On the northern bank is a memorial to Sergeant Fritz Göhrs, who was killed there in 1928. Whilst riding around the lake, Göhrs' horse was startled and threw him into the lake. The horse then fell on top of him and Göhrs drowned.

Around a kilometre from the lake is the Krumme Lanke station of the Berlin U-Bahn, on the U3.

==History==

===Crumense===
Having already bought the then villages of Zehlendorf, Schlachtensee and Nikolassee in 1242, the monks of the influential Cistercian Lehnin Abbey sought nine years later to expand their estate further north into Teltow. In 1251, they bought the village of Crumense by the Krumme Lanke for one hundred and fifty marks from the Ascanian Margraves Johann I and Otto III, who ruled the area together. As the village is not recorded in the Land Book of Charles IV of 1375, it is very likely that the village was abandoned soon after the purchase.Excavations in the abandoned site uncovered remnants of Slavic pottery, it is thought the settlement was originally a Slavonic foundation. Crumense in Middle Low German indicates a site by a crooked lake, meaning the village was named after the lake. There are references to the lake itself in documents from 1543 and 1591, in which it is referred to as the Krummensee.

===SS colony===
Between 1938 and 1940, the GAGFAH property company built an SS colony by the Krumme Lanke. The firm worked in co-operation with the Office for Race and Settlement to create what Reichsführer of the SS Heinrich Himmler called "a closed community for the officers of the SS." It is now a sought-after neighborhood in the German capital.

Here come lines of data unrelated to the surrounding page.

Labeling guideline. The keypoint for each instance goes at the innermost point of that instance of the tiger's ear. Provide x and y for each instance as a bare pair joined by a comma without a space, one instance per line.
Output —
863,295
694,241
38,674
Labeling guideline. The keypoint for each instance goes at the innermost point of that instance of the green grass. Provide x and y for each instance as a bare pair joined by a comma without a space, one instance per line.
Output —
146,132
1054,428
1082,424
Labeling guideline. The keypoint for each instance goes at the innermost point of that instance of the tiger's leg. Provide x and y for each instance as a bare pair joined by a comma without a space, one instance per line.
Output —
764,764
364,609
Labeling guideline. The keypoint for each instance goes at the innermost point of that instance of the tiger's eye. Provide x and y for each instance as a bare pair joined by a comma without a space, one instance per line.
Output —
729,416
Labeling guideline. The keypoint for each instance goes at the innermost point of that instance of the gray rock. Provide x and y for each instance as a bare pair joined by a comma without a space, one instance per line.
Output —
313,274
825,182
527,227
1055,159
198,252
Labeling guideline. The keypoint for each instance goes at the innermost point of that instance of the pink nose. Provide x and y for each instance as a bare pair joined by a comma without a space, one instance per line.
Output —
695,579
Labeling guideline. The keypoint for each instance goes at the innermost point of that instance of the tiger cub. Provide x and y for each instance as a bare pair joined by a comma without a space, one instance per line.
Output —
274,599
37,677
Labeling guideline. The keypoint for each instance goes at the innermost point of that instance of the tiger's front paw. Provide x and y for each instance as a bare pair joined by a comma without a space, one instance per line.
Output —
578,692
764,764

Since 1945, almost all of the streets have been renamed: Sigstraße was renamed Bürstadter Weg (after the town in southern Hesse); Treuepfad became Alsbacher Weg (the name of several places in Germany); and Ahnenzeile became Jugenheimer Weg (after Jugenheim in Rheinhessen). The name of one street, Im Kinderland (In the land of children) remained. The name was suggested by the wife of an SS officer, on the grounds that "the men, who represent the racial elite of the German people, pass on their high-quality genetic material to a large number of genetically wealthy offspring."

==Music==
- In 1923, Berliner folk singer Fredy Sieg wrote Das Lied von der Krummen Lanke (The Song of Krumme Lanke).
- In 1973, the quartet, Insterburg & Co., sang about the Krumme Lanke in song of that title on their album, Die Hohe Schule der Musik (The High School for Music).
- Indie artist Ducktails included an instrumental on his album St. Catherine by the name Krumme Lanke.